After that, the nodes are wrapped. This is done to make sure changes in node lists are identified as good as changes in nodes themselves. A unique tag name him is chosen so that it doesn't conflict with HTML node names.

nodeA = '<him id="DOMComparisonResult"><ul><li>1</li><liclass="a">2</li><li>3</li></ul></him>'
nodeB = '<himid="DOMComparisonResult"><ul><li>In</li><li>1</li><li>3</li><liclass="av">2</li></ul></him>';

In VWO.StringComparator, valA and valB are the two variables that contains indexes of important tokens in each of the strings. For instance, for the key tokens above in nodeA, 9 is the index of token DOMComparisonResult, 31 is the index of token ul, and so on. valB contains indexes of the key tokens in nodeB.

valA = [0, 1, 9, 31, 35, 38, 41, 45, 55, 58, 61, 65, 68, 71, 76, 81];
valB = [0, 1, 9, 31, 35, 38, 42, 46, 49, 52, 56, 59, 62, 66, 76, 80, 83, 88, 93];

ignoreA contains indexes of tokens in valA that exist in A and not in B, whilst ignoreB contains tokens in valB that exist in B and not in A.

ignoreA = [];
ignoreB = [4, 5, 6];

There were no tokens present in A and not in B. However tokens at indexes 4, 5 and 6 in valB (string indexes 35, 38 and 42, tokens li, In and li, indicating an inserted node).

matchesInA and matchesInB are hashmaps indicating indexes of tokens in valA that match with tokens in valB and vice versa.

matchesInA = {4: 7, 5: 8, 6: 9,  11: 10, 12: 11, 13: 12};
matchesInB = {7: 4, 8: 5, 9: 6, 10: 11, 11: 12, 12: 13};

The values in matchesInA imply that two nodes <li>1</li> and <li>3</li> matched. matchesInB indicates the reverse.

After passing via string comparator, all the matches are merged and the final hashmap formed is:

matchesInA = {0: 0, 1: 1, 2: 2, 3: 3, 4: 7, 5: 8, 6: 9, 7: 13, 9: 15, 10: 16, 11: 10, 12: 11, 13: 12, 14: 17, 15: 18, 16: 19};
matchesInB = {0: 0, 1: 1, 2: 2, 3: 3, 7: 4, 8: 5, 9: 6, 10: 11, 11: 12, 12: 13, 13: 7, 15: 9, 16: 10, 17: 14, 18: 15, 19: 16};

The diffUnion of the string comparison result contains the union of the matches.
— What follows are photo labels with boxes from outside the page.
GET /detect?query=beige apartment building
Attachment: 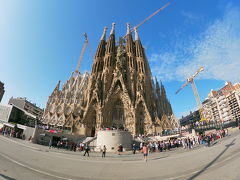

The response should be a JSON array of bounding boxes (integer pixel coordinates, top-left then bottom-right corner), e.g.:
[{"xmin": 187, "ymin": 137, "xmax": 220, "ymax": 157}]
[{"xmin": 202, "ymin": 82, "xmax": 240, "ymax": 122}]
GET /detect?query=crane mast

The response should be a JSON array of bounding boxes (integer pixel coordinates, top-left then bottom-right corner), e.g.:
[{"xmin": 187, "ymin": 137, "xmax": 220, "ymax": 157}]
[
  {"xmin": 75, "ymin": 33, "xmax": 88, "ymax": 73},
  {"xmin": 122, "ymin": 0, "xmax": 172, "ymax": 38},
  {"xmin": 176, "ymin": 67, "xmax": 206, "ymax": 121}
]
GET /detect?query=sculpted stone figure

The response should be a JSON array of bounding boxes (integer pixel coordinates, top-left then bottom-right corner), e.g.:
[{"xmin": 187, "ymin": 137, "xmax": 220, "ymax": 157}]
[{"xmin": 42, "ymin": 23, "xmax": 175, "ymax": 136}]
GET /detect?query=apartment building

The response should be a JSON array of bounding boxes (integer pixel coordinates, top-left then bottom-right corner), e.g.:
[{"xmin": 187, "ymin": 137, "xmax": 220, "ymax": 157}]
[
  {"xmin": 202, "ymin": 82, "xmax": 240, "ymax": 122},
  {"xmin": 8, "ymin": 97, "xmax": 43, "ymax": 119}
]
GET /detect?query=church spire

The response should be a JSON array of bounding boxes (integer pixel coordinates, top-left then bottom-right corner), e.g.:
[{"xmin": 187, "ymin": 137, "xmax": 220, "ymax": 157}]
[
  {"xmin": 110, "ymin": 22, "xmax": 116, "ymax": 35},
  {"xmin": 134, "ymin": 28, "xmax": 144, "ymax": 57},
  {"xmin": 106, "ymin": 23, "xmax": 115, "ymax": 54},
  {"xmin": 126, "ymin": 23, "xmax": 134, "ymax": 55},
  {"xmin": 134, "ymin": 28, "xmax": 139, "ymax": 41},
  {"xmin": 127, "ymin": 23, "xmax": 131, "ymax": 35},
  {"xmin": 100, "ymin": 26, "xmax": 107, "ymax": 41}
]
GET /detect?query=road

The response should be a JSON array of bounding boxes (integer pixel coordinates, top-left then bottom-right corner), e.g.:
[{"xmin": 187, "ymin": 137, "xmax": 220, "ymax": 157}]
[{"xmin": 0, "ymin": 132, "xmax": 240, "ymax": 180}]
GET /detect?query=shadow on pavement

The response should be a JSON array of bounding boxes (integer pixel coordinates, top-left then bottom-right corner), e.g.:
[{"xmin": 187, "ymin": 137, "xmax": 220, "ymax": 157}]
[
  {"xmin": 187, "ymin": 139, "xmax": 236, "ymax": 180},
  {"xmin": 0, "ymin": 174, "xmax": 16, "ymax": 180}
]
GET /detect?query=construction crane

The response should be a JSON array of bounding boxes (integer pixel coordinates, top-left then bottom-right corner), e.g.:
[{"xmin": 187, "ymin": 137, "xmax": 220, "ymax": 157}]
[
  {"xmin": 123, "ymin": 0, "xmax": 172, "ymax": 38},
  {"xmin": 75, "ymin": 33, "xmax": 89, "ymax": 73},
  {"xmin": 176, "ymin": 67, "xmax": 206, "ymax": 121}
]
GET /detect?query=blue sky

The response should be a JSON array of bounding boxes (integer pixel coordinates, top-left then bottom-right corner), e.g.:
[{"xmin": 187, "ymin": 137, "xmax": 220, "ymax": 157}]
[{"xmin": 0, "ymin": 0, "xmax": 240, "ymax": 117}]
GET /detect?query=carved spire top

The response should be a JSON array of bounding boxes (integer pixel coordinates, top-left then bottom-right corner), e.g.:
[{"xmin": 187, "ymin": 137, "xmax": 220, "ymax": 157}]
[
  {"xmin": 127, "ymin": 23, "xmax": 131, "ymax": 34},
  {"xmin": 100, "ymin": 26, "xmax": 107, "ymax": 41},
  {"xmin": 110, "ymin": 22, "xmax": 116, "ymax": 35},
  {"xmin": 134, "ymin": 28, "xmax": 139, "ymax": 41}
]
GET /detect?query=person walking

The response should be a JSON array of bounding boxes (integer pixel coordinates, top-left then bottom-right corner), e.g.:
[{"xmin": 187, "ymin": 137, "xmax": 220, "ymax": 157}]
[
  {"xmin": 102, "ymin": 145, "xmax": 107, "ymax": 158},
  {"xmin": 83, "ymin": 144, "xmax": 90, "ymax": 156},
  {"xmin": 48, "ymin": 138, "xmax": 52, "ymax": 149},
  {"xmin": 142, "ymin": 144, "xmax": 148, "ymax": 162},
  {"xmin": 133, "ymin": 144, "xmax": 137, "ymax": 154}
]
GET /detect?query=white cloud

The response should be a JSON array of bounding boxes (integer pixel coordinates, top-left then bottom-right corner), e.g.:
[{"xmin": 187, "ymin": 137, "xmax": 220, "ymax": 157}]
[{"xmin": 149, "ymin": 8, "xmax": 240, "ymax": 82}]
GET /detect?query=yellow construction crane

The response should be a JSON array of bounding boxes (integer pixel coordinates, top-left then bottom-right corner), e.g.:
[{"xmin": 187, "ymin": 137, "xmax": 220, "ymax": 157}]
[
  {"xmin": 123, "ymin": 0, "xmax": 172, "ymax": 38},
  {"xmin": 176, "ymin": 67, "xmax": 206, "ymax": 121},
  {"xmin": 75, "ymin": 33, "xmax": 88, "ymax": 73}
]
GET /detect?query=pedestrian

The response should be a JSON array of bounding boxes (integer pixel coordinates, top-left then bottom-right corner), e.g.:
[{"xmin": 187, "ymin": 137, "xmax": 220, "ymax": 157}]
[
  {"xmin": 48, "ymin": 138, "xmax": 52, "ymax": 149},
  {"xmin": 57, "ymin": 141, "xmax": 61, "ymax": 149},
  {"xmin": 133, "ymin": 144, "xmax": 136, "ymax": 154},
  {"xmin": 102, "ymin": 145, "xmax": 107, "ymax": 158},
  {"xmin": 142, "ymin": 144, "xmax": 148, "ymax": 162},
  {"xmin": 83, "ymin": 144, "xmax": 90, "ymax": 156}
]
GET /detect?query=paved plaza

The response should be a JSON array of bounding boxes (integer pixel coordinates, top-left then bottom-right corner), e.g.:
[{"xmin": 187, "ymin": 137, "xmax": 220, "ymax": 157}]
[{"xmin": 0, "ymin": 132, "xmax": 240, "ymax": 180}]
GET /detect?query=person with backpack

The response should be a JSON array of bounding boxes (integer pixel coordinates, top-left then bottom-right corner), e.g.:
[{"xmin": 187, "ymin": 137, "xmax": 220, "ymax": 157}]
[
  {"xmin": 102, "ymin": 145, "xmax": 107, "ymax": 158},
  {"xmin": 83, "ymin": 144, "xmax": 90, "ymax": 156}
]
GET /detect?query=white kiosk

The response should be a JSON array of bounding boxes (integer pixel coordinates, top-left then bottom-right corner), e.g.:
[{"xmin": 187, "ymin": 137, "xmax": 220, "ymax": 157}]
[{"xmin": 96, "ymin": 130, "xmax": 133, "ymax": 152}]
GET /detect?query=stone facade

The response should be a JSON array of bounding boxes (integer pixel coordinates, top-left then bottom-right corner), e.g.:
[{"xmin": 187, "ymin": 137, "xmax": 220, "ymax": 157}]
[
  {"xmin": 43, "ymin": 23, "xmax": 176, "ymax": 136},
  {"xmin": 0, "ymin": 81, "xmax": 5, "ymax": 102},
  {"xmin": 8, "ymin": 97, "xmax": 44, "ymax": 120}
]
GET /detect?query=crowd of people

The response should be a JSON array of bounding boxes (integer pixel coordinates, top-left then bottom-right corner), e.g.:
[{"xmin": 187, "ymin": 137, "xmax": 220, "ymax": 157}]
[
  {"xmin": 137, "ymin": 129, "xmax": 228, "ymax": 154},
  {"xmin": 0, "ymin": 127, "xmax": 25, "ymax": 139}
]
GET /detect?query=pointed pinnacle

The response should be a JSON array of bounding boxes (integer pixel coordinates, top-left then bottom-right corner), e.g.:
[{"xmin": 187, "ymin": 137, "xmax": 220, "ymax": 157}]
[
  {"xmin": 110, "ymin": 22, "xmax": 116, "ymax": 35},
  {"xmin": 100, "ymin": 26, "xmax": 107, "ymax": 41}
]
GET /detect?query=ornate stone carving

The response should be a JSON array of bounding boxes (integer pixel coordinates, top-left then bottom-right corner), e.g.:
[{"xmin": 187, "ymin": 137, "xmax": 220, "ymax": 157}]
[{"xmin": 43, "ymin": 23, "xmax": 178, "ymax": 136}]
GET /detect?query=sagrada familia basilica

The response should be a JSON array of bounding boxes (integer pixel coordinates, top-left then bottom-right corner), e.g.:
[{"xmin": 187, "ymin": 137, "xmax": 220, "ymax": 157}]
[{"xmin": 42, "ymin": 23, "xmax": 179, "ymax": 136}]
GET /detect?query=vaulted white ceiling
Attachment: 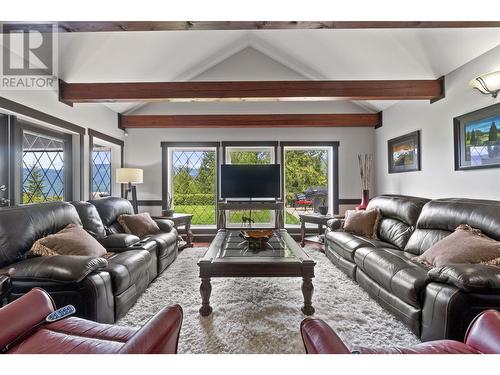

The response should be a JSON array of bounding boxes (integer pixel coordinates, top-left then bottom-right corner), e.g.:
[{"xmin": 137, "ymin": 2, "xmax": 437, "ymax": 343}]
[{"xmin": 53, "ymin": 29, "xmax": 500, "ymax": 112}]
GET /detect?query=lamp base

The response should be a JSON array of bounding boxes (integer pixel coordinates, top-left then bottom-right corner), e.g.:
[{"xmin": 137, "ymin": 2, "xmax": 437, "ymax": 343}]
[
  {"xmin": 356, "ymin": 190, "xmax": 370, "ymax": 211},
  {"xmin": 125, "ymin": 182, "xmax": 139, "ymax": 214}
]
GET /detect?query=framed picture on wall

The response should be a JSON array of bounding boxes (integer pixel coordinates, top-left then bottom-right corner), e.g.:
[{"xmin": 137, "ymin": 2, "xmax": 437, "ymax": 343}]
[
  {"xmin": 453, "ymin": 103, "xmax": 500, "ymax": 170},
  {"xmin": 387, "ymin": 130, "xmax": 420, "ymax": 173}
]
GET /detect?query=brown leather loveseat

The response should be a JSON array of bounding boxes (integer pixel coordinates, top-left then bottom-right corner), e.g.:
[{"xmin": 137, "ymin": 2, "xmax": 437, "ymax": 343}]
[
  {"xmin": 0, "ymin": 198, "xmax": 177, "ymax": 323},
  {"xmin": 325, "ymin": 195, "xmax": 500, "ymax": 341}
]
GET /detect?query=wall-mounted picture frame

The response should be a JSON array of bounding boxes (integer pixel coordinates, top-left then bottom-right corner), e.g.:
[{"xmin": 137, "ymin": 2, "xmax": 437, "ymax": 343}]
[
  {"xmin": 453, "ymin": 103, "xmax": 500, "ymax": 171},
  {"xmin": 387, "ymin": 130, "xmax": 420, "ymax": 173}
]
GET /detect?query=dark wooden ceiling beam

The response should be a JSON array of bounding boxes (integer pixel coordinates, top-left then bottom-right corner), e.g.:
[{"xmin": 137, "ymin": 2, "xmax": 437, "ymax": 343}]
[
  {"xmin": 45, "ymin": 21, "xmax": 500, "ymax": 32},
  {"xmin": 118, "ymin": 112, "xmax": 382, "ymax": 129},
  {"xmin": 59, "ymin": 78, "xmax": 444, "ymax": 104}
]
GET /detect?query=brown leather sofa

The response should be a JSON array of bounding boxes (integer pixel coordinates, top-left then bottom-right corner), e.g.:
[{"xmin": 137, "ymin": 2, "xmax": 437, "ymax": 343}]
[
  {"xmin": 89, "ymin": 197, "xmax": 178, "ymax": 274},
  {"xmin": 300, "ymin": 310, "xmax": 500, "ymax": 354},
  {"xmin": 325, "ymin": 195, "xmax": 500, "ymax": 341},
  {"xmin": 0, "ymin": 198, "xmax": 177, "ymax": 323},
  {"xmin": 0, "ymin": 288, "xmax": 182, "ymax": 354}
]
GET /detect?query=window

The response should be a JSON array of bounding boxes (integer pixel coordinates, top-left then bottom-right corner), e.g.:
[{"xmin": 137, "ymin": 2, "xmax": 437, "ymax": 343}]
[
  {"xmin": 90, "ymin": 143, "xmax": 111, "ymax": 199},
  {"xmin": 20, "ymin": 130, "xmax": 72, "ymax": 204},
  {"xmin": 224, "ymin": 142, "xmax": 276, "ymax": 228},
  {"xmin": 282, "ymin": 143, "xmax": 338, "ymax": 225},
  {"xmin": 162, "ymin": 143, "xmax": 218, "ymax": 226}
]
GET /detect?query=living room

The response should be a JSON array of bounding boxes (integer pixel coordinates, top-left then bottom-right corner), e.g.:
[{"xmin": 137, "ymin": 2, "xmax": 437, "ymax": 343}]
[{"xmin": 0, "ymin": 1, "xmax": 500, "ymax": 372}]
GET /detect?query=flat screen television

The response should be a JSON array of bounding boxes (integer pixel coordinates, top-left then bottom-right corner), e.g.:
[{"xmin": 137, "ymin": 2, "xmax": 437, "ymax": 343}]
[{"xmin": 221, "ymin": 164, "xmax": 281, "ymax": 198}]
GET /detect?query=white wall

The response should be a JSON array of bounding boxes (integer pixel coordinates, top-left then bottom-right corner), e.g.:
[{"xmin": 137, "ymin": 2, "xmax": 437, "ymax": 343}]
[
  {"xmin": 125, "ymin": 128, "xmax": 374, "ymax": 209},
  {"xmin": 125, "ymin": 48, "xmax": 374, "ymax": 213},
  {"xmin": 375, "ymin": 47, "xmax": 500, "ymax": 200}
]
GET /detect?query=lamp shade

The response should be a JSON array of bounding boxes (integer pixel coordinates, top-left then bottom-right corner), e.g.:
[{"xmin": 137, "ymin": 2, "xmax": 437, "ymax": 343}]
[
  {"xmin": 116, "ymin": 168, "xmax": 143, "ymax": 184},
  {"xmin": 469, "ymin": 71, "xmax": 500, "ymax": 97}
]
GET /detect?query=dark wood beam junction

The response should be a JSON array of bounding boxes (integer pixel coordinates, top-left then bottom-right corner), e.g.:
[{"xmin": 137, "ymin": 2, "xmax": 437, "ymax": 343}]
[
  {"xmin": 119, "ymin": 112, "xmax": 382, "ymax": 129},
  {"xmin": 20, "ymin": 21, "xmax": 500, "ymax": 32},
  {"xmin": 59, "ymin": 78, "xmax": 445, "ymax": 104}
]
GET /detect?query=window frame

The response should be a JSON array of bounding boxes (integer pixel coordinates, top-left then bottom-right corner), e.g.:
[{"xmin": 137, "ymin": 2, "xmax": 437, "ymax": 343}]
[
  {"xmin": 160, "ymin": 142, "xmax": 220, "ymax": 229},
  {"xmin": 88, "ymin": 128, "xmax": 125, "ymax": 199},
  {"xmin": 280, "ymin": 141, "xmax": 340, "ymax": 228},
  {"xmin": 11, "ymin": 118, "xmax": 73, "ymax": 205}
]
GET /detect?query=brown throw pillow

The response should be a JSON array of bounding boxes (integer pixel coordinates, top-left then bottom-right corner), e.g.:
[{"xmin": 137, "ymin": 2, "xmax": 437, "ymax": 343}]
[
  {"xmin": 118, "ymin": 212, "xmax": 160, "ymax": 237},
  {"xmin": 29, "ymin": 224, "xmax": 106, "ymax": 257},
  {"xmin": 344, "ymin": 208, "xmax": 380, "ymax": 239},
  {"xmin": 412, "ymin": 224, "xmax": 500, "ymax": 267}
]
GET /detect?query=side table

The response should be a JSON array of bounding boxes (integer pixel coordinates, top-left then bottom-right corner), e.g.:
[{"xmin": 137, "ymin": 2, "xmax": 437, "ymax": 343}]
[
  {"xmin": 299, "ymin": 213, "xmax": 342, "ymax": 247},
  {"xmin": 153, "ymin": 213, "xmax": 193, "ymax": 250}
]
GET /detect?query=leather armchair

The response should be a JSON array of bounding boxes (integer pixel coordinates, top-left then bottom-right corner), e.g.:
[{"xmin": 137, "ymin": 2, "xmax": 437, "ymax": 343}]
[
  {"xmin": 0, "ymin": 288, "xmax": 182, "ymax": 354},
  {"xmin": 300, "ymin": 310, "xmax": 500, "ymax": 354}
]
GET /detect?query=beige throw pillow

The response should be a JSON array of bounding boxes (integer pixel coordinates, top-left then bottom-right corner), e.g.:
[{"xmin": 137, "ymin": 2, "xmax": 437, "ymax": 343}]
[
  {"xmin": 118, "ymin": 212, "xmax": 160, "ymax": 237},
  {"xmin": 30, "ymin": 224, "xmax": 106, "ymax": 257},
  {"xmin": 344, "ymin": 208, "xmax": 380, "ymax": 239},
  {"xmin": 412, "ymin": 224, "xmax": 500, "ymax": 267}
]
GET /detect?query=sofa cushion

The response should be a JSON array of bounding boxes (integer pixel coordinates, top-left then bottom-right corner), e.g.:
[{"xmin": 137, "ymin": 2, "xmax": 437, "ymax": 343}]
[
  {"xmin": 104, "ymin": 250, "xmax": 151, "ymax": 295},
  {"xmin": 148, "ymin": 234, "xmax": 177, "ymax": 258},
  {"xmin": 367, "ymin": 194, "xmax": 429, "ymax": 249},
  {"xmin": 118, "ymin": 212, "xmax": 160, "ymax": 237},
  {"xmin": 413, "ymin": 224, "xmax": 500, "ymax": 267},
  {"xmin": 405, "ymin": 198, "xmax": 500, "ymax": 255},
  {"xmin": 89, "ymin": 197, "xmax": 134, "ymax": 234},
  {"xmin": 0, "ymin": 202, "xmax": 82, "ymax": 267},
  {"xmin": 354, "ymin": 247, "xmax": 428, "ymax": 307},
  {"xmin": 30, "ymin": 224, "xmax": 106, "ymax": 257},
  {"xmin": 344, "ymin": 208, "xmax": 380, "ymax": 239},
  {"xmin": 71, "ymin": 201, "xmax": 106, "ymax": 238},
  {"xmin": 326, "ymin": 231, "xmax": 396, "ymax": 262}
]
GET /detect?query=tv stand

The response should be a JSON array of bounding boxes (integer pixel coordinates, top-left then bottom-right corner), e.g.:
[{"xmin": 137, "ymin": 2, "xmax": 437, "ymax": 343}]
[{"xmin": 217, "ymin": 201, "xmax": 285, "ymax": 229}]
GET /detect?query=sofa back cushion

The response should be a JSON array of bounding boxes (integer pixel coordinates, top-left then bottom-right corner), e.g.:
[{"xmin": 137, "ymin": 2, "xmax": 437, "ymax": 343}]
[
  {"xmin": 405, "ymin": 198, "xmax": 500, "ymax": 255},
  {"xmin": 71, "ymin": 201, "xmax": 106, "ymax": 238},
  {"xmin": 89, "ymin": 197, "xmax": 134, "ymax": 234},
  {"xmin": 367, "ymin": 194, "xmax": 429, "ymax": 249},
  {"xmin": 30, "ymin": 224, "xmax": 106, "ymax": 257},
  {"xmin": 0, "ymin": 202, "xmax": 82, "ymax": 267}
]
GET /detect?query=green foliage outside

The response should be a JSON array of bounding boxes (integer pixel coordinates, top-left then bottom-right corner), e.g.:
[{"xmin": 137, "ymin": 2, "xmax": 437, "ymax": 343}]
[
  {"xmin": 231, "ymin": 151, "xmax": 271, "ymax": 164},
  {"xmin": 22, "ymin": 166, "xmax": 63, "ymax": 204},
  {"xmin": 172, "ymin": 150, "xmax": 328, "ymax": 225},
  {"xmin": 465, "ymin": 122, "xmax": 498, "ymax": 146},
  {"xmin": 285, "ymin": 150, "xmax": 328, "ymax": 205}
]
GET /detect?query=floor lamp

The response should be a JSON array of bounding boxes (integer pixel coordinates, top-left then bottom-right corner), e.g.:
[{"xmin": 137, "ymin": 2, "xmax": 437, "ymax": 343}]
[{"xmin": 116, "ymin": 168, "xmax": 143, "ymax": 214}]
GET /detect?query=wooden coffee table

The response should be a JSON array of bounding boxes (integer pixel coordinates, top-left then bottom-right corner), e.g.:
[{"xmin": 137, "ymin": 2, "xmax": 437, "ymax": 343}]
[{"xmin": 198, "ymin": 229, "xmax": 316, "ymax": 316}]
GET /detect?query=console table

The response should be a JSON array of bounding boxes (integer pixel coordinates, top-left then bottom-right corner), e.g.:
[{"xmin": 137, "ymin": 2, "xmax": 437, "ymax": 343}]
[
  {"xmin": 299, "ymin": 213, "xmax": 342, "ymax": 247},
  {"xmin": 217, "ymin": 201, "xmax": 285, "ymax": 229}
]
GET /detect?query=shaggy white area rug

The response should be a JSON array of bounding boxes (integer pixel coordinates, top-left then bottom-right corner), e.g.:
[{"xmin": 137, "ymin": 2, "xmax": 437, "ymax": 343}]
[{"xmin": 118, "ymin": 247, "xmax": 419, "ymax": 353}]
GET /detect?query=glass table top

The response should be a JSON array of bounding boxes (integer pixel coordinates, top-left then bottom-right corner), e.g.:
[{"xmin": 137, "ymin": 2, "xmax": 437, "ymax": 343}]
[{"xmin": 217, "ymin": 231, "xmax": 295, "ymax": 258}]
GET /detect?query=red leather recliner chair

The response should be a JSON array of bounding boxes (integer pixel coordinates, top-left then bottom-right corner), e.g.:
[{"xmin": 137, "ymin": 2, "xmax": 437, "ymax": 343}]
[
  {"xmin": 0, "ymin": 288, "xmax": 182, "ymax": 354},
  {"xmin": 300, "ymin": 310, "xmax": 500, "ymax": 354}
]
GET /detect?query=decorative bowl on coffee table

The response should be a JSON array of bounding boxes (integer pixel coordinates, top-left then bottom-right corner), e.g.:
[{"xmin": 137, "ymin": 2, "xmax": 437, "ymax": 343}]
[{"xmin": 240, "ymin": 229, "xmax": 273, "ymax": 251}]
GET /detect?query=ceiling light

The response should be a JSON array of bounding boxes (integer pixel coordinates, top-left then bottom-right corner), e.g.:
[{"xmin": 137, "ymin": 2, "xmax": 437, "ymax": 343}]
[{"xmin": 469, "ymin": 70, "xmax": 500, "ymax": 98}]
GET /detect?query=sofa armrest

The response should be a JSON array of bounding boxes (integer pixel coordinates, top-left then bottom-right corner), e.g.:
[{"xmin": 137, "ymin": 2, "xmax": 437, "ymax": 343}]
[
  {"xmin": 0, "ymin": 288, "xmax": 55, "ymax": 348},
  {"xmin": 98, "ymin": 233, "xmax": 140, "ymax": 249},
  {"xmin": 120, "ymin": 305, "xmax": 182, "ymax": 354},
  {"xmin": 154, "ymin": 219, "xmax": 175, "ymax": 233},
  {"xmin": 427, "ymin": 264, "xmax": 500, "ymax": 292},
  {"xmin": 7, "ymin": 255, "xmax": 108, "ymax": 283},
  {"xmin": 326, "ymin": 218, "xmax": 344, "ymax": 230}
]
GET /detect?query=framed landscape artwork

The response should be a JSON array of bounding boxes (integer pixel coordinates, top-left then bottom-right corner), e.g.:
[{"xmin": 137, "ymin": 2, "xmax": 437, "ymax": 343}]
[
  {"xmin": 454, "ymin": 104, "xmax": 500, "ymax": 170},
  {"xmin": 387, "ymin": 130, "xmax": 420, "ymax": 173}
]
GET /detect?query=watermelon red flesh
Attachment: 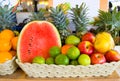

For example, below are a few instances:

{
    indexInA: 1
    indexInB: 1
    string: "him id"
}

{
    indexInA: 7
    indexInB: 13
    string: "li class"
}

{
    indexInA: -1 // not found
    indexInB: 14
    string: "av"
}

These are used to find unchangedRanges, which contanis the ranges of indexes of nodeA which are matching with nodeB.

After the above calculation, nodeMatches are computed, which is a hashmap where keys are master indices in nodeA and values are master indices in nodeB. These matches are:

{
    '0': '0'
    '0:0': '0:0'
    '0:0:0': '0:0:1'
    '0:0:0:0': '0:0:1:0'
    '0:0:1': '0:0:3'
    '0:0:1:0': '0:0:3:0'
    '0:0:2': '0:0:2'
    '0:0:2:0': '0:0:2:0'
}

These matches are then used to calculate all the operations like insertNode, deleteNode, rearrange etc.